Damn dude I bet your heart was beating fast!


----------



## tripletotal (Mar 23, 2013)

Holy fucking shit. It's pretty cool when your body reacts faster than your brain! Glad you're ok!


----------



## omegachewy (Mar 23, 2013)

Was near a fucking heart attack. Made reality true for me. You never think that when you're benching over 400 lb or squatting close to 600, that at any moment you could die or damn near. That was definitely reality kicking in for me


----------



## Ironbuilt (Mar 23, 2013)

Shit happens.. Guy in California , on his back on a flat bench, legs to bar on smith machine. Feet were used to lift and roll bar off hangers. See whats gonna happen? . 700 lbs  go up ,feet slip, no stops at chest . Bar kills guy as eyes bulge out as It hits And crushes his neck. .be careful and smart.  Glad ure ok omega.. Dam lucky brutha..


----------



## tripletotal (Mar 23, 2013)

Friend of mine dropped a 600lb bench attempt on his face at a meet.

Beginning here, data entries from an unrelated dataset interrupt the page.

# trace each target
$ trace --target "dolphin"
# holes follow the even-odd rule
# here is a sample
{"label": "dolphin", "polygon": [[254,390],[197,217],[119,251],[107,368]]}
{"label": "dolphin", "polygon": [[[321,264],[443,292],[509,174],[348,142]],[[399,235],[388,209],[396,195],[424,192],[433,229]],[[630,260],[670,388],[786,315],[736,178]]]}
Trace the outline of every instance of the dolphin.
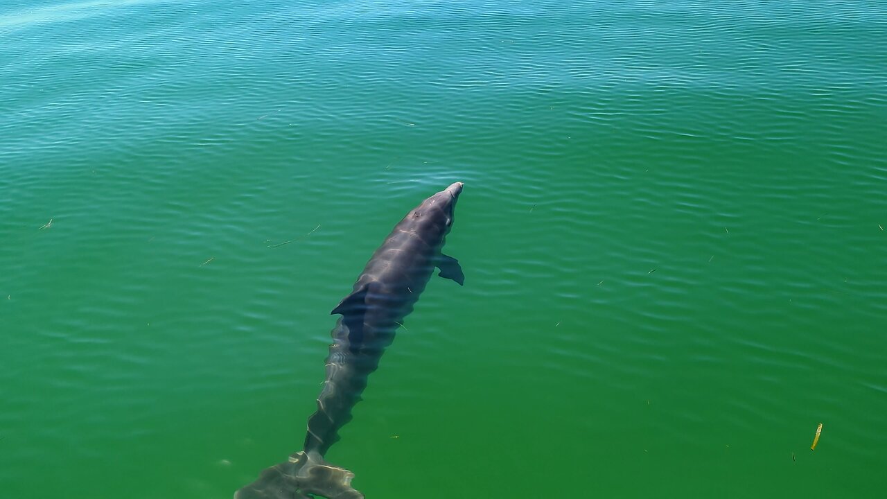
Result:
{"label": "dolphin", "polygon": [[354,473],[324,459],[339,440],[339,429],[351,420],[370,373],[379,367],[434,273],[459,285],[465,275],[459,262],[441,253],[452,227],[461,182],[426,199],[395,226],[366,263],[349,295],[333,309],[340,314],[326,357],[326,379],[318,396],[318,410],[308,418],[302,450],[262,471],[234,499],[364,499],[351,487]]}

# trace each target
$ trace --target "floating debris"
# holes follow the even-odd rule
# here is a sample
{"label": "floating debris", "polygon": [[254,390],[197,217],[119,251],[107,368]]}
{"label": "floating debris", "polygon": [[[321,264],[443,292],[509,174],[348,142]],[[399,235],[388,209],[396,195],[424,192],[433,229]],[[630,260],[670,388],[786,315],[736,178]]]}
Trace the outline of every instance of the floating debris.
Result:
{"label": "floating debris", "polygon": [[816,427],[816,436],[813,437],[813,445],[810,446],[810,450],[816,449],[816,444],[819,443],[820,441],[820,433],[821,432],[822,432],[822,424],[820,423],[820,425]]}

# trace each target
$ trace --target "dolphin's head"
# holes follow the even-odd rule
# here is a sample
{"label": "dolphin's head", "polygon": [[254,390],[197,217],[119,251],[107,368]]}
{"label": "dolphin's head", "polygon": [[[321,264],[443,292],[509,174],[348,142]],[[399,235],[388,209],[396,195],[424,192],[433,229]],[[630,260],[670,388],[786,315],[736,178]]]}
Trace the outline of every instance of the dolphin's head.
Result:
{"label": "dolphin's head", "polygon": [[422,204],[412,210],[412,216],[421,217],[423,225],[427,226],[443,227],[444,234],[450,232],[453,215],[456,211],[456,202],[462,193],[461,182],[454,182],[449,187],[425,200]]}

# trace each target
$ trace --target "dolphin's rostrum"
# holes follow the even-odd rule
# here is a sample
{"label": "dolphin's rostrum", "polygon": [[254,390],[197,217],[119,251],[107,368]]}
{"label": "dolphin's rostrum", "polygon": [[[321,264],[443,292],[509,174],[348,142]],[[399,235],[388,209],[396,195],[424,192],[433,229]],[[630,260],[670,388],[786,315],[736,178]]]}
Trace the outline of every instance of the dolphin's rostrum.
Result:
{"label": "dolphin's rostrum", "polygon": [[263,471],[257,480],[238,490],[235,499],[364,498],[351,487],[354,474],[330,464],[324,455],[339,440],[339,429],[350,421],[367,376],[379,367],[395,330],[412,311],[435,267],[440,276],[464,282],[459,262],[441,253],[461,192],[462,183],[456,182],[422,202],[373,254],[351,294],[333,309],[341,317],[333,329],[326,380],[318,410],[308,419],[304,448]]}

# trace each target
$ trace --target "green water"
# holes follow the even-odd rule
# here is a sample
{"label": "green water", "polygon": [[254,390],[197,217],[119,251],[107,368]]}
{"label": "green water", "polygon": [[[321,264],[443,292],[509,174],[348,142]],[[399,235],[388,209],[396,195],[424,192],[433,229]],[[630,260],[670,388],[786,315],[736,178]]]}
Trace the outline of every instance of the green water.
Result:
{"label": "green water", "polygon": [[885,16],[5,0],[0,496],[299,450],[329,311],[456,180],[466,285],[328,455],[367,497],[883,496]]}

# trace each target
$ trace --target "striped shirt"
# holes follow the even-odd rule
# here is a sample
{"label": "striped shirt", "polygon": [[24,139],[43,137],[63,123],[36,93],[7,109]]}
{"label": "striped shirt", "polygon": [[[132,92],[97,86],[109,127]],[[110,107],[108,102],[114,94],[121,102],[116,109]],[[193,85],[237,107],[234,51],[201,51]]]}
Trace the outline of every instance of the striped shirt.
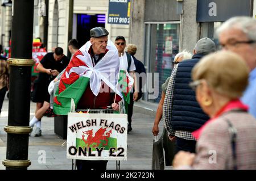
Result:
{"label": "striped shirt", "polygon": [[175,83],[176,74],[179,64],[172,70],[171,78],[167,86],[166,96],[163,108],[163,119],[164,125],[169,136],[175,136],[177,137],[189,140],[196,140],[192,135],[191,132],[185,131],[175,131],[172,126],[172,108],[174,96],[174,85]]}

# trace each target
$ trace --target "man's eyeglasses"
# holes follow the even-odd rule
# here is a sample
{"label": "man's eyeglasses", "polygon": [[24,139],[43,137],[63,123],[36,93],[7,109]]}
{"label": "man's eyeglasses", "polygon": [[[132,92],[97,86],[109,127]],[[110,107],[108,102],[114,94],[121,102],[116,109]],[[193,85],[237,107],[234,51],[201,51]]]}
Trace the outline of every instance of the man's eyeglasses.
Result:
{"label": "man's eyeglasses", "polygon": [[172,65],[177,65],[179,63],[179,62],[177,62],[177,61],[175,61],[175,62],[172,62]]}
{"label": "man's eyeglasses", "polygon": [[202,83],[202,80],[197,80],[194,82],[191,82],[189,84],[190,87],[193,89],[194,91],[196,90],[196,87],[199,86]]}
{"label": "man's eyeglasses", "polygon": [[248,40],[248,41],[234,41],[230,43],[228,43],[225,44],[221,44],[220,45],[222,48],[224,48],[225,47],[228,48],[228,47],[236,47],[238,44],[251,44],[253,43],[256,43],[256,40]]}
{"label": "man's eyeglasses", "polygon": [[116,44],[118,45],[120,45],[120,44],[121,45],[123,45],[125,44],[125,43],[124,42],[118,42],[118,43],[116,43]]}

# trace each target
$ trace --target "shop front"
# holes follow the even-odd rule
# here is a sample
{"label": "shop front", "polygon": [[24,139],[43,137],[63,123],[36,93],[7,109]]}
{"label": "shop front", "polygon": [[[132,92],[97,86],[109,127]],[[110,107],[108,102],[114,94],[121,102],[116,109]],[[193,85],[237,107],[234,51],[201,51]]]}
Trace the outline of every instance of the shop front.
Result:
{"label": "shop front", "polygon": [[[180,26],[176,1],[146,1],[144,17],[144,57],[148,73],[144,99],[156,103],[161,99],[162,84],[171,75],[172,62],[179,52]],[[148,78],[148,74],[152,78]]]}

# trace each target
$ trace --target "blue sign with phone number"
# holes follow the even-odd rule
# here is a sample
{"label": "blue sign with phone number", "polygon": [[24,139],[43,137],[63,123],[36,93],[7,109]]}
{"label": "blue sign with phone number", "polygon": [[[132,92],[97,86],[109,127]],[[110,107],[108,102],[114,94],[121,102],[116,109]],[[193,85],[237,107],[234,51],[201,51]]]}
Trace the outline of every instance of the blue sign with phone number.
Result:
{"label": "blue sign with phone number", "polygon": [[130,7],[130,0],[109,0],[108,23],[129,24]]}

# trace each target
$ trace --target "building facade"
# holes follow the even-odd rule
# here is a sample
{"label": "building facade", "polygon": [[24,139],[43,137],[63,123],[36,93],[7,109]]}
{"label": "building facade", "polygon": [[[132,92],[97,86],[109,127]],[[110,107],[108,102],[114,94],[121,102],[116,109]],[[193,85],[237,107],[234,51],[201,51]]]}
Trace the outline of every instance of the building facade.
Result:
{"label": "building facade", "polygon": [[[159,101],[161,85],[170,76],[178,52],[192,53],[197,40],[204,37],[218,44],[215,30],[232,16],[256,18],[255,3],[255,0],[133,1],[130,42],[138,45],[136,57],[154,75],[148,78],[144,99]],[[149,91],[152,84],[158,94]]]}

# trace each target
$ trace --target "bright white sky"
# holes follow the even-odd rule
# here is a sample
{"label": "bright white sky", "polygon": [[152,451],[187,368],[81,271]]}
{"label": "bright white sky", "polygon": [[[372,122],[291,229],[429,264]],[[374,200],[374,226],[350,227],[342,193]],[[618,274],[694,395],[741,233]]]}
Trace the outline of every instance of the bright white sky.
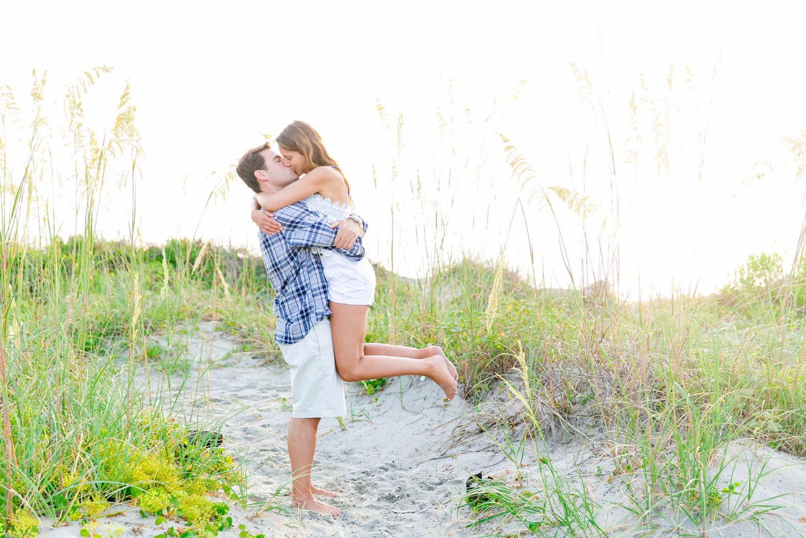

That didn't stop him from finishing the meet. Neither did tearing a hamstring (and collapsing under the bar) during an 850 raw squat attempt at another meet. Fucking monster.


----------



## Aquascutum828 (Mar 23, 2013)

Holy crap!
I'm glad you're ok!


----------



## srd1 (Mar 23, 2013)

Ya omega i believe i would hav had to go change my shorts for sure. Damn brother im glad ur ok.


----------



## omegachewy (Mar 23, 2013)

Ironbuilt said:


> Shit happens.. Guy in California , on his back on a flat bench, legs to bar on smith machine. Feet were used to lift and roll bar off hangers. See whats gonna happen? . 700 lbs  go up ,feet slip, no stops at chest . Bar kills guy as eyes bulge out as It hits And crushes his neck. .be careful and smart.  Glad ure ok omega.. Dam lucky brutha..



i actually love doing that. not the dying part ofcourse. I lie on the ground. its great when your gym doesn't have a vertical leg press. My dad manages the hooks for me. I don't do anything stupid when hes not around.


----------



## omegachewy (Mar 23, 2013)

And thank you everyone for the concern. The story was not as much for "woe is me" but to remind everyone here that you are mortal, and be it drugs, weights, or the guy at the coffee shops who snaps, you can die at any moment. So enjoy what you have and in my case, praise Jesus for many more years to come.


----------



## thebrick (Mar 23, 2013)

Glad you are OK Omega! That's a little scary… to say the least!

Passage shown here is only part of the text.